Shortly before “good Trump” appeared, the New York Times ran a long piece on divisions within the Republican Party about the president’s response, featuring a striking quote from David Carney, an adviser to Texas governor Greg Abbott. “The president got bored with it,” Carney said of the pandemic. (The country had a bad enough problem with voters who though the job of the president was to entertain them. Carney’s quote suggests we have a president who thinks the job is supposed to entertain him.)
As July ended, Trump reverted to his old habits. He retweeted videos featuring a doctor who had elsewhere warned about the health effects of sex with demons, and a Steve Bannon video with a guest declaring, “Dr.
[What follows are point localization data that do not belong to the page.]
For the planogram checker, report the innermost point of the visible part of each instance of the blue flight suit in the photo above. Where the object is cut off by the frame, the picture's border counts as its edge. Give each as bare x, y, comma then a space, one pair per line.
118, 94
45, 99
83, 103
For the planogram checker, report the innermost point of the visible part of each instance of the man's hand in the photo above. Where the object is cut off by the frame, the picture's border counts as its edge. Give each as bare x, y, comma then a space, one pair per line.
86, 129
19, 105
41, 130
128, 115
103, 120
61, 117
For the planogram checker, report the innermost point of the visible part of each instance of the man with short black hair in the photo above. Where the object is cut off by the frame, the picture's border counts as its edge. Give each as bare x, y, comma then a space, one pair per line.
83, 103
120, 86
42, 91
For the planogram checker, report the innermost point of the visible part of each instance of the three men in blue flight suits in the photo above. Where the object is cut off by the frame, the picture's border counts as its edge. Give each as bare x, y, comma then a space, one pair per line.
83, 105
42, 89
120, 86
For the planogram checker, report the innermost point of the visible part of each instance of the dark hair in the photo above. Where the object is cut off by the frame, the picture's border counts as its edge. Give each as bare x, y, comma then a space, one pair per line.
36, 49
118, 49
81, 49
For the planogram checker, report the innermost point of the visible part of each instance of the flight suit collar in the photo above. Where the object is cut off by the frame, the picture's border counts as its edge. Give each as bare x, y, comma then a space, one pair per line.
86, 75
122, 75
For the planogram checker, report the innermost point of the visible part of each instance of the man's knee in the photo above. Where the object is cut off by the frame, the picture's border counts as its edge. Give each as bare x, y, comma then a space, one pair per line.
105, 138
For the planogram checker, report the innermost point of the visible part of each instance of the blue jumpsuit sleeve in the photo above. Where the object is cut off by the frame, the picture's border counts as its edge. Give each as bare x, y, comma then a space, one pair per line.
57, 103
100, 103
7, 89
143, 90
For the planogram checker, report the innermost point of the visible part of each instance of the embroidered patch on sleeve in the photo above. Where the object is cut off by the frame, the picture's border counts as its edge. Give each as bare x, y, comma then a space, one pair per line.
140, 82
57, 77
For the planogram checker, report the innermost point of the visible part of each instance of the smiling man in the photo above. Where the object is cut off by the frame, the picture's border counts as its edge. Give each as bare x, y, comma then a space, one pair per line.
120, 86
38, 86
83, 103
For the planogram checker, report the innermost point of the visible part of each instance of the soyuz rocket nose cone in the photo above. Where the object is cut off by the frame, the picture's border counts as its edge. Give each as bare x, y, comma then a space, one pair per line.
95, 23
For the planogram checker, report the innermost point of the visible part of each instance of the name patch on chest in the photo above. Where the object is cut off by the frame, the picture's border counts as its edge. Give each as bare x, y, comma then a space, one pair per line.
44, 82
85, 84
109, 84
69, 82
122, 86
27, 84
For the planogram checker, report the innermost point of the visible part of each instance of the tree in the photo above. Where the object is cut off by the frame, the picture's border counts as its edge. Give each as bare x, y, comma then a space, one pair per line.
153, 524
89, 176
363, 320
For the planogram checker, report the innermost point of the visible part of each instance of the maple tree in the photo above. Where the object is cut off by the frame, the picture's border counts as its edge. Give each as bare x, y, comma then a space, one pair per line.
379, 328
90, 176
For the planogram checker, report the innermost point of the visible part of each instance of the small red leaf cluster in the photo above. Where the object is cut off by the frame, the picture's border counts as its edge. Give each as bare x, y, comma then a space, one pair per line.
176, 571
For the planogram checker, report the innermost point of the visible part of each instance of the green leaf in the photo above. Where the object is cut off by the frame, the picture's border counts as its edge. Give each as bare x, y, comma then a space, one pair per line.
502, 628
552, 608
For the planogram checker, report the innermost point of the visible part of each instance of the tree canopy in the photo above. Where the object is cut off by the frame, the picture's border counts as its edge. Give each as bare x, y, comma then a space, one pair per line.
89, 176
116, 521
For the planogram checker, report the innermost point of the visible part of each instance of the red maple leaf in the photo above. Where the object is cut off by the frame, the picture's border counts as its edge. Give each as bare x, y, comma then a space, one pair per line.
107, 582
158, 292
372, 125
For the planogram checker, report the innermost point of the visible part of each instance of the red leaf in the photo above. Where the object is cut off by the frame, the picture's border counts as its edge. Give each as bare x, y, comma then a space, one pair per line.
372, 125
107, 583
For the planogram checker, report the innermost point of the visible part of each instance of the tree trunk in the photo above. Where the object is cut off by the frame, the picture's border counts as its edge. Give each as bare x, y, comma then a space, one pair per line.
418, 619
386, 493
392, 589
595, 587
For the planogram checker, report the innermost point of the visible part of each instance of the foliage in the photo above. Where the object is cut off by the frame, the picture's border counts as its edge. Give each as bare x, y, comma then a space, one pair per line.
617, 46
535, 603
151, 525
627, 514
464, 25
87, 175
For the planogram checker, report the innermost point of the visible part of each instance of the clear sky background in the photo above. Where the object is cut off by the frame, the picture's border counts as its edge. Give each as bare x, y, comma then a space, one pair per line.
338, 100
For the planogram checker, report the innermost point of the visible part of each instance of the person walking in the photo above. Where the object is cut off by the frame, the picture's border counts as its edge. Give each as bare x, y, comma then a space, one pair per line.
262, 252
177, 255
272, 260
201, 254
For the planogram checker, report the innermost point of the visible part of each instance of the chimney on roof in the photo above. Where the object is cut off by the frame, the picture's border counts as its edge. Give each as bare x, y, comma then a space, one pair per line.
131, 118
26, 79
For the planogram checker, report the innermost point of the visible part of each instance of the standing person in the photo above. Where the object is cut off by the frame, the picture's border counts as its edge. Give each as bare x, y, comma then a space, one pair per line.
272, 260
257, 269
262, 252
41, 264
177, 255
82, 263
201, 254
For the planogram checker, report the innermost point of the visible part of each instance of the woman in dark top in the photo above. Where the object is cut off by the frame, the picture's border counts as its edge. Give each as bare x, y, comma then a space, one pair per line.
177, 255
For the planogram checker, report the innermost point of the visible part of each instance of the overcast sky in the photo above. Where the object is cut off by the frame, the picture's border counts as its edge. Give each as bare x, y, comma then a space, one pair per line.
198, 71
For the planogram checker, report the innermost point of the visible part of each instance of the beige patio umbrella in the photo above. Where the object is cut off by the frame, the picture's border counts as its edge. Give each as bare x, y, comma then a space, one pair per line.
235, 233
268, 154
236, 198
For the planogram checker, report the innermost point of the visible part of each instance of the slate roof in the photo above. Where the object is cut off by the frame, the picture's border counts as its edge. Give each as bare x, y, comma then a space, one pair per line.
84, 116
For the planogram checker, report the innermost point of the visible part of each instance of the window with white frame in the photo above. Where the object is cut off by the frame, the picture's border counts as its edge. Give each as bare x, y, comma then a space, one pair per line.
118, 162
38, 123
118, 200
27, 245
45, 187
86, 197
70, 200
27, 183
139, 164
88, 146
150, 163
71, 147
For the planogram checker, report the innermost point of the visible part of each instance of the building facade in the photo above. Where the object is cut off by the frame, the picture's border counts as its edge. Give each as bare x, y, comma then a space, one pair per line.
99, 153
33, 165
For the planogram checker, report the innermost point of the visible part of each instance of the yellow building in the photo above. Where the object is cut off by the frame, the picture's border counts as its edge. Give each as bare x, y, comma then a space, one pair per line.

Fauci has misled the American public on many issues.” He continues to insist that the reason the United States is finding more and more cases is because the country is doing more testing. (That is a factor, but not the factor; the virus is spreading quickly in states that were largely spared in the spring.)
By July 30, Trump had dramatically reversed course again, suggesting, via Twitter, that the country “Delay the Election until people can properly, securely and safely vote???” (The president has no legal or Constitutional authority to do such a thing.) This prompted previously-reliable Trump supporters like Henry Olsen and Steven Calabresi to furiously denounce the president and his proposal, calling it “the single most anti-democratic statement any sitting president has ever made” and “fascistic and itself grounds for the president’s immediate impeachment again” respectively.
Any responsible advisor would have pointed out to Trump that an incumbent US president even suggesting a delayed election would spur a furious response. It is unlikely Trump consulted anyone before putting that proposal out into the world; an idea pops into his head and he expresses it.
The painful reality is that the virus will be a threat until there is a vaccine, which will probably not be until the end of this year or early next year. Masks and social distancing will be necessary and certain sectors of the economy will have a long, slow climb back to “normal”. But even still, Trump prefers happier fantasies – the virus will disappear one day, every decision he’s made has been correct, the rebound is just around the corner. He even prefers the happy fantasy of the election being put off until after the pandemic has passed and when the economy has recovered, improving his odds of winning another term.
“Good Trump,” with his responsible, clear-eyed assessment of the pandemic and what is needed to mitigate it, was destined to be replaced by “Bad Trump” with his happy talk and blind faith that the problem would go away soon. As the consummate showman, prone to optimism to the point of blind denial, Trump was just never that interested in the hard part of being president.